At the Historic Thousands on Jones Street rally, some N.C. Democratic leaders attended to try and turn the energy of the Moral Monday into electoral victory.
But Democrats may find difficulty translating the momentum into electoral victory at the polls for a few reasons.
- The appearance of nonpartisanship – Throughout his closing speech, Rev. William Barber II emphasized the nonpartisanship of his message. He said the Moral Monday movement was not about left versus right but “right versus wrong.” Barber had also told elected officials attending not to march in the front. Without the explicit support of the leaders of Moral Monday, it be difficult for candidates to tie themselves to the energy of the movement.
- National Democrats could be a drag – While most state Democrats have little to do with national issues, disapproval of President Barack Obama could hurt them. A study by Public Policy Polling released Thursday shows Obama having his lowest approval rating in his presidency.

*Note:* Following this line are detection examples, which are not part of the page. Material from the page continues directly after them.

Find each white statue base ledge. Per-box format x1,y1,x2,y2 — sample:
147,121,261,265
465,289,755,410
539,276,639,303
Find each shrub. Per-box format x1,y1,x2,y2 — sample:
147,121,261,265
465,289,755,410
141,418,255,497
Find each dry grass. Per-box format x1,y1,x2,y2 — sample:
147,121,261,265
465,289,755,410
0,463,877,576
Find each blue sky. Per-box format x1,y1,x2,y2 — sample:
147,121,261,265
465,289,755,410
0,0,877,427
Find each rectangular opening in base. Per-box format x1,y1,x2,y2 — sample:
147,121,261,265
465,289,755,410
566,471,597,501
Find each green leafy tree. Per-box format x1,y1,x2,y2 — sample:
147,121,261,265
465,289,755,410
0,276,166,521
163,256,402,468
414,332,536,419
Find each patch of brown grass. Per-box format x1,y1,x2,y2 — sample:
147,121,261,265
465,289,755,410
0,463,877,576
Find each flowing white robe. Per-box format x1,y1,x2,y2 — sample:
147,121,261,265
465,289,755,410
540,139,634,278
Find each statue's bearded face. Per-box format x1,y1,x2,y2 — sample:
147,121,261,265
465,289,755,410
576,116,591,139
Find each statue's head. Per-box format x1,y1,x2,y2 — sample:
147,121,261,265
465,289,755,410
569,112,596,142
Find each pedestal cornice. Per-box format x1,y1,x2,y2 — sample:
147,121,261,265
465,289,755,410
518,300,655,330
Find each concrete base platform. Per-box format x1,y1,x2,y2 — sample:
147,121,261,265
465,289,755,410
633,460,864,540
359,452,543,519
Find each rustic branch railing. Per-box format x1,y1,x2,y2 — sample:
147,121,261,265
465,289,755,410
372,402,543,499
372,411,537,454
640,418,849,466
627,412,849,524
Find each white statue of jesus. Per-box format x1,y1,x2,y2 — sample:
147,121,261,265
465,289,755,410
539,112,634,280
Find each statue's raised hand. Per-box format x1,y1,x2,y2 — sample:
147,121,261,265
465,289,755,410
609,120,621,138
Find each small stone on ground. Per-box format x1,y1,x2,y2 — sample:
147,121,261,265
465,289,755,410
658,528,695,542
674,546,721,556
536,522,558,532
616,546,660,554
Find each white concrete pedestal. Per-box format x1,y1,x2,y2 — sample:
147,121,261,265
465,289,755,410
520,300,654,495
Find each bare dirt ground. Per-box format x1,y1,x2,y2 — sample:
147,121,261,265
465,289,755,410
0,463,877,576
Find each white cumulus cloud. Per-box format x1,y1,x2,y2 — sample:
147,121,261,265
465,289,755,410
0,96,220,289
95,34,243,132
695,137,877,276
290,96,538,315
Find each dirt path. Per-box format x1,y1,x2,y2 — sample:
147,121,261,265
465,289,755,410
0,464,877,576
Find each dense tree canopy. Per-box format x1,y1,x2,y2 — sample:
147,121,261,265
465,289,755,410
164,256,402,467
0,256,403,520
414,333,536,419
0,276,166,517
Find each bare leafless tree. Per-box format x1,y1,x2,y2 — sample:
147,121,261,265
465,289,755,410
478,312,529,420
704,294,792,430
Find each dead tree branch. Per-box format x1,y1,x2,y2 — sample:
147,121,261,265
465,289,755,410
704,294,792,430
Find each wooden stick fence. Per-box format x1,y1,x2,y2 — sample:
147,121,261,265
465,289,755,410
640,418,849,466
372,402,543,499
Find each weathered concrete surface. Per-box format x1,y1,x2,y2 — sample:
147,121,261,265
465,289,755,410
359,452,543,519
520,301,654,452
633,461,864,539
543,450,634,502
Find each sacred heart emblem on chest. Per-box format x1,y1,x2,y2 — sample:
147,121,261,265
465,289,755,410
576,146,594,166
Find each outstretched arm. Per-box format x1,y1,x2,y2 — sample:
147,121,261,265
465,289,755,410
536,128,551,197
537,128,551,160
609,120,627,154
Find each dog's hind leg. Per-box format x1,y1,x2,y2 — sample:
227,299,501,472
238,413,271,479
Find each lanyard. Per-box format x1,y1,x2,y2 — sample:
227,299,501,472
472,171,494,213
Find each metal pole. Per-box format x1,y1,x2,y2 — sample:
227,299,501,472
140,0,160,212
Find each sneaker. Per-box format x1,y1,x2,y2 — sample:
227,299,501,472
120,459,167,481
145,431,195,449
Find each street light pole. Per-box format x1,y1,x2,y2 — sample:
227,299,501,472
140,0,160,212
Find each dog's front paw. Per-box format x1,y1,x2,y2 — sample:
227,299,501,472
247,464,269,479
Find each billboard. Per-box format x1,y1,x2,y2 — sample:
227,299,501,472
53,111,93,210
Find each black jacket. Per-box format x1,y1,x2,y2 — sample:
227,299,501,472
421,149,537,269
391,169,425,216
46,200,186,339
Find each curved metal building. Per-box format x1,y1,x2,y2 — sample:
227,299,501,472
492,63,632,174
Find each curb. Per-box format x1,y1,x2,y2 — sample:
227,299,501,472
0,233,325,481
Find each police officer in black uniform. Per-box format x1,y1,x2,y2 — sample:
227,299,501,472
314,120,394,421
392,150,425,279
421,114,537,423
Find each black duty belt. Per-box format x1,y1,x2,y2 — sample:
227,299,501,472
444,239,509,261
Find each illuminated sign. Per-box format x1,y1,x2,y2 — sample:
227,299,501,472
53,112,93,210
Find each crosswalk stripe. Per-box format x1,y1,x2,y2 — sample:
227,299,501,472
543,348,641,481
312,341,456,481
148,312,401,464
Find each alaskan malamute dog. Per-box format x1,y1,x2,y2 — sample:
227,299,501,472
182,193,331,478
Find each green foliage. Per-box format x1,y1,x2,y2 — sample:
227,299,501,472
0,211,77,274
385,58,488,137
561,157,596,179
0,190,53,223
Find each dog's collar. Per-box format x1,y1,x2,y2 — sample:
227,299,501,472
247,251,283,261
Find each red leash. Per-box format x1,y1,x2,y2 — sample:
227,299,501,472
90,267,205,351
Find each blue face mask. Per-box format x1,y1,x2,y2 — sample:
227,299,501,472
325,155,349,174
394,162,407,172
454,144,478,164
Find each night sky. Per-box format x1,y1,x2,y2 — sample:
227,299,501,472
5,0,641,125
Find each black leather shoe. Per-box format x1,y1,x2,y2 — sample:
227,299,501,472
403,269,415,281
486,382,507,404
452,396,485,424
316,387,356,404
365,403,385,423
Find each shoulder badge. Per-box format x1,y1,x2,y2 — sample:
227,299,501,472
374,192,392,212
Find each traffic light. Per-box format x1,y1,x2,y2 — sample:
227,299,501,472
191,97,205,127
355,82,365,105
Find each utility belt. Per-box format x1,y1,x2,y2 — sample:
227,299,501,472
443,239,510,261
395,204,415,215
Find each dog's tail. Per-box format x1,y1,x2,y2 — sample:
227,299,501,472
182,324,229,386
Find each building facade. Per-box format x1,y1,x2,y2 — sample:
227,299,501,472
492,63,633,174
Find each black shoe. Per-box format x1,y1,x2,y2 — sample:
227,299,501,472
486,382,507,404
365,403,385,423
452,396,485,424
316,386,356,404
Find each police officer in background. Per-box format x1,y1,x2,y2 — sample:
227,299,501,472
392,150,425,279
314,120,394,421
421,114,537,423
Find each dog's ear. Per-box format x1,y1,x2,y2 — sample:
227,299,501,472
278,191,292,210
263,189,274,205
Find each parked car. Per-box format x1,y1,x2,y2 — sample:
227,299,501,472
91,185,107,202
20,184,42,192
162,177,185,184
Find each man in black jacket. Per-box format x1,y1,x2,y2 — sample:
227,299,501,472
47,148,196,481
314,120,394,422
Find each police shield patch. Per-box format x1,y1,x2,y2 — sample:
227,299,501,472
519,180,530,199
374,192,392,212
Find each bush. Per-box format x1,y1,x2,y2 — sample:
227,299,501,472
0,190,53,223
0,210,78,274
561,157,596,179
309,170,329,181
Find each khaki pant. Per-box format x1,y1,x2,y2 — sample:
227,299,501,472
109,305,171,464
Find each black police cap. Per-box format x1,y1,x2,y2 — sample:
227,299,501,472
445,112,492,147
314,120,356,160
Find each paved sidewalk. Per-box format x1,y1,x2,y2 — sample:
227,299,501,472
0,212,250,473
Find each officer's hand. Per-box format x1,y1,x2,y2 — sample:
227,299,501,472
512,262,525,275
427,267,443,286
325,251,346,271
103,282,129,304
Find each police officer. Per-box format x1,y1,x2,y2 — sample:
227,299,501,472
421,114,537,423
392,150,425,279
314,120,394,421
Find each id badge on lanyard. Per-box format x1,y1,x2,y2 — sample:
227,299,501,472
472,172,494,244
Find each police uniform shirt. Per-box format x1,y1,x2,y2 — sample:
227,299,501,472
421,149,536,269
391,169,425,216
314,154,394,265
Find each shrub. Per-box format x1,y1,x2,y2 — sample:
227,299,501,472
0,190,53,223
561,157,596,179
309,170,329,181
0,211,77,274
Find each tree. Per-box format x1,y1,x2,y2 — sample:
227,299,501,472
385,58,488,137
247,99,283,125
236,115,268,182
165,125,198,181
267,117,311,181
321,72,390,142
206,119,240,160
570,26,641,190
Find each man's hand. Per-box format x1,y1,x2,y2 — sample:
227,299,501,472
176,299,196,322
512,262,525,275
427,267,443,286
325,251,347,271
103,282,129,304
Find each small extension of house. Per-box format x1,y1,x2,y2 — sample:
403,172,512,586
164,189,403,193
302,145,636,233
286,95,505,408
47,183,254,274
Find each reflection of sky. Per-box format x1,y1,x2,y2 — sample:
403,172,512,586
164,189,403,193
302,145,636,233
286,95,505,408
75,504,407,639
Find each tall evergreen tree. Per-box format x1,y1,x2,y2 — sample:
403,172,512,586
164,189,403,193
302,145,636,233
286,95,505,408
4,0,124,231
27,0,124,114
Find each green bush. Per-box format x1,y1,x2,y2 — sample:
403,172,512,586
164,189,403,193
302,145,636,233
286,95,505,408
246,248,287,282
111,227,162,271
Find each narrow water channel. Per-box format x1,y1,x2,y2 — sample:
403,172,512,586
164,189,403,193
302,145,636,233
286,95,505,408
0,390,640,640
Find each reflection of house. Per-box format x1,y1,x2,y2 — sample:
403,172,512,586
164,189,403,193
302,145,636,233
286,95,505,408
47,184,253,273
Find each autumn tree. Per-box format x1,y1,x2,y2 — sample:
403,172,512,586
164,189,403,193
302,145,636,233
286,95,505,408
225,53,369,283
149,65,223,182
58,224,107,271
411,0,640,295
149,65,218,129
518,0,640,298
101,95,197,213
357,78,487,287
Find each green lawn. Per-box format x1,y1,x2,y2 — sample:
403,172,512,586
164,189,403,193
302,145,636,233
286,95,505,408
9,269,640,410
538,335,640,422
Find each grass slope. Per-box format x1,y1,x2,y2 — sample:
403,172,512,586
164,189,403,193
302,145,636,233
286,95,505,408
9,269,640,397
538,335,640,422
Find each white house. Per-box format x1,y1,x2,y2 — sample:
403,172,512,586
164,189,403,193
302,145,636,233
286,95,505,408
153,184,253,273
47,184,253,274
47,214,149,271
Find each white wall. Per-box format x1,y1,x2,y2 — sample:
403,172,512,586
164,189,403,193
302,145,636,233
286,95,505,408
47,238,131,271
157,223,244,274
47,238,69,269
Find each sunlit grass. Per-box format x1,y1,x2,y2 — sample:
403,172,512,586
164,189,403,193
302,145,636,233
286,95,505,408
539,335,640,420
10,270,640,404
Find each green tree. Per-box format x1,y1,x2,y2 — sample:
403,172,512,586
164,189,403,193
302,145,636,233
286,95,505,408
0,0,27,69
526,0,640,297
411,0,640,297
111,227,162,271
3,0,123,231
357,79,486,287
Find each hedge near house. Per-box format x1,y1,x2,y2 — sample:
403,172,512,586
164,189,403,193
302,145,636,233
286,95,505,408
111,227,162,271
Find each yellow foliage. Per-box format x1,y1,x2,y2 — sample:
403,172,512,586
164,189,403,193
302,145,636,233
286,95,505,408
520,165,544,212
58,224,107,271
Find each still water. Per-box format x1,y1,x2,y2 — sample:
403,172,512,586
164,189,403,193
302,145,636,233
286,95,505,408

- Instability of state Democrats-This week, the N.C. Democratic Party fired its executive director and appointed Casey Mann as interim director. For some time, the Democratic Party has been plagued- by scandal and the recent dust-up could shake people’s confidence in the party.
- Politics could lose the appeal – In December, Public Policy Polling found that 54 percent of voters thought charges against Moral Monday protesters should be dropped, including 50 percent of independents. But if the movement is co-opted by Democrats, it could lose the support by moderate and independent voters.
It is perhaps for these reasons that Barber is insistent on his protests being nonpartisan.